Finding the closest friend in a crowd.
Imagine you walk into a crowded room and want the person standing physically closest to you. The honest way is to measure your distance to every single person, then pick the smallest. Slow, but it cannot miss. Nearest-neighbor search is exactly that, except the "people" are the passage points in the store and "you" are the question, turned into its own point.
The store already holds every passage as a point (its embedding). At question time you embed the question into a point too, then ask: which stored points are nearest to this one? Closeness here means similarity of meaning (you saw how to measure it with cosine in Unit 1). Near in space is near in meaning.
Nearest-neighbor search turns "find the relevant passages" into a geometry question: which stored points sit closest to the question's point.
Brute force, the honest way.
The simplest method is brute force, and it is worth doing once by hand so the idea is concrete. Three steps: compare the query to every stored vector, sort by closeness, take the top few. Here is a tiny store of five passages, with a made-up closeness score for each (higher is closer):
query vs every stored passage, scored, then sorted
p3 0.91 ← closest
p1 0.88 ←
p5 0.62
p2 0.40
p4 0.15 ← farthest
Ask for the top-k, the k closest, and with k = 2 you get back p3 and p1. That "k" is just how many neighbors you want: top-5 means the five closest passages, the shortlist you will hand to the next stage.

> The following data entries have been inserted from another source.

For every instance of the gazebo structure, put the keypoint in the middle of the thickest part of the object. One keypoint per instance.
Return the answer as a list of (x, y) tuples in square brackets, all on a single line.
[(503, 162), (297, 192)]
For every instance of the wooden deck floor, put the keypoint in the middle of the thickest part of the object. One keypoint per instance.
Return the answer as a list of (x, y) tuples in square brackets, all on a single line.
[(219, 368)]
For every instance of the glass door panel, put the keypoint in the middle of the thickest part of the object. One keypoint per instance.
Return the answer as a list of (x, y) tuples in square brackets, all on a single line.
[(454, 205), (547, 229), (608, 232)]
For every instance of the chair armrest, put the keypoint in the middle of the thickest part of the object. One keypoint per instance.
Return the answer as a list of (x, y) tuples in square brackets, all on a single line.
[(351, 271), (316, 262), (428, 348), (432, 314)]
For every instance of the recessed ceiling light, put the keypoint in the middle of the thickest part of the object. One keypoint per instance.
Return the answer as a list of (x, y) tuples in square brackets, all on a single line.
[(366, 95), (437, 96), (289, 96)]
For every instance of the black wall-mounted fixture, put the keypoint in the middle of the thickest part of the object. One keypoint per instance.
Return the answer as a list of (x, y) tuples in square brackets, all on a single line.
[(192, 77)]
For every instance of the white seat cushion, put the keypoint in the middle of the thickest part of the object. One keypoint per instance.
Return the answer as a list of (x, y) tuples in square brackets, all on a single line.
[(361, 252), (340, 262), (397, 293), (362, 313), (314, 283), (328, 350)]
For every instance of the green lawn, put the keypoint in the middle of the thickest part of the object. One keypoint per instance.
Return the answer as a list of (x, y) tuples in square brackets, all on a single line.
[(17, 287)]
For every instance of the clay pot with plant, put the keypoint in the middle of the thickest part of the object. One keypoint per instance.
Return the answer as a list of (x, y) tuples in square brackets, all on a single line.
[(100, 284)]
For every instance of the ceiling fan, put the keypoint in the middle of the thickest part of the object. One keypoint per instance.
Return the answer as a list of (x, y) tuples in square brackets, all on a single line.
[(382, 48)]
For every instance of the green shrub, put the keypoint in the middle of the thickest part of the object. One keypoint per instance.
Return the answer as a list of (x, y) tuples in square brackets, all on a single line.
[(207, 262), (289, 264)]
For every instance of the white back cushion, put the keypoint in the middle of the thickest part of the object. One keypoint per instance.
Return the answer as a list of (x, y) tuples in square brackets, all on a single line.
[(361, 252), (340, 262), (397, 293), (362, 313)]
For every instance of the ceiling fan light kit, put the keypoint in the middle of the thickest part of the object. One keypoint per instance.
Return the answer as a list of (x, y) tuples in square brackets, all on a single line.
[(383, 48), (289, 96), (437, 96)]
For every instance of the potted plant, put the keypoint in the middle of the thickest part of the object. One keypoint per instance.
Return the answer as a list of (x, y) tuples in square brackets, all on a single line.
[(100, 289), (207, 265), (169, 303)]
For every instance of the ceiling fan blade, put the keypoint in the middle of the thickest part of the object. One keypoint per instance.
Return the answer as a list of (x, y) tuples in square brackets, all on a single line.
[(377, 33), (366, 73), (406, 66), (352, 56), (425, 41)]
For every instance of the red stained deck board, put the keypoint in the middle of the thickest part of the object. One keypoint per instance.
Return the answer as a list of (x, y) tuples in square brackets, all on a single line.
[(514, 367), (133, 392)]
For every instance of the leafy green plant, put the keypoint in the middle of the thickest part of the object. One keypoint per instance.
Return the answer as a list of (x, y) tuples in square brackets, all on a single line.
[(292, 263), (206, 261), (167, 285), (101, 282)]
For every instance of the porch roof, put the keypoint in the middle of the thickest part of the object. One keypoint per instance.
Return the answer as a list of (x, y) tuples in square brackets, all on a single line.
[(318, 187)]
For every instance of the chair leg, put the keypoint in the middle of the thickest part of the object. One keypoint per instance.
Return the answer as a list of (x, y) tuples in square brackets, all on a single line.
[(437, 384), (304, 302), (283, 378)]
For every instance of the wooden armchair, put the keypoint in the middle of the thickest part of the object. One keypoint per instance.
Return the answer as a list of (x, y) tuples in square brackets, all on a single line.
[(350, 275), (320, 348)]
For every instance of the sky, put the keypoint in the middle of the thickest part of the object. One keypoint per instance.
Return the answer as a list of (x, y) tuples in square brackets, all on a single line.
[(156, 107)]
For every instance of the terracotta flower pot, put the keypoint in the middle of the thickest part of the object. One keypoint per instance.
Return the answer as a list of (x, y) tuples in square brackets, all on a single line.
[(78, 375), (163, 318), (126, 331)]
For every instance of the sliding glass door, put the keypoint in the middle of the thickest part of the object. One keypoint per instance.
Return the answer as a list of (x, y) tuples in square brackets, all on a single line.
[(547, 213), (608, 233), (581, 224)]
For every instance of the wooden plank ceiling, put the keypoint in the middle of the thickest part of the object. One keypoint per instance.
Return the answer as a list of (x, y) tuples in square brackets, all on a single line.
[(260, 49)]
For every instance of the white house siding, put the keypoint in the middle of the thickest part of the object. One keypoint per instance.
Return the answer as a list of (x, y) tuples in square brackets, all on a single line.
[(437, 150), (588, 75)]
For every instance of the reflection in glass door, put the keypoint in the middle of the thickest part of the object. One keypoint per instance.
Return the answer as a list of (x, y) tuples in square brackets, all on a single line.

Brute force always returns the true closest, because it checked everyone.
Why brute force stops working.
Five passages is nothing. The trouble is the cost grows with the size of the store. Comparing against every vector means the work doubles when the store doubles. Five comparisons is instant. A store with a million passages means a million comparisons for every single question, and the comparisons themselves are not free, since each is across hundreds of numbers in the vector.
Back to the crowded room: measuring your distance to four people is easy. Measuring it to every person in a packed stadium, for every newcomer, every second, is hopeless. At serving time you have a few milliseconds to answer, not seconds. Brute force is correct and too slow at scale.
The shortcut: approximate, but fast.
The fix is to stop insisting on the perfect answer. Approximate nearest-neighbor search (ANN) organizes the points ahead of time so a query only has to look at a small, promising slice of them instead of all of them. Back in the stadium: instead of measuring everyone, you go straight to the section where people like you tend to sit, and search just there.
The trade is in the name. Approximate means it might occasionally miss a true neighbor that was sitting in a section it skipped. In exchange it is far faster, often turning a million comparisons into a few thousand. For retrieval that is a great deal: you give up a sliver of accuracy and gain orders of magnitude in speed. The next lesson gives you the number that measures exactly how much you gave up.
Exact search (brute force) always finds the true closest but scales with the whole store. Approximate search (ANN) trades a little accuracy for big speed by only searching a promising slice.
Key takeaways
Brute force compares the query to every stored vector, sorts by closeness, and takes the top-k. It is exact but never skips anyone.
Its cost grows with the size of the store, so it becomes too slow once you have many passages and a tight time budget.
Approximate nearest-neighbor search (ANN) searches only a promising slice, trading a little accuracy for a large speedup.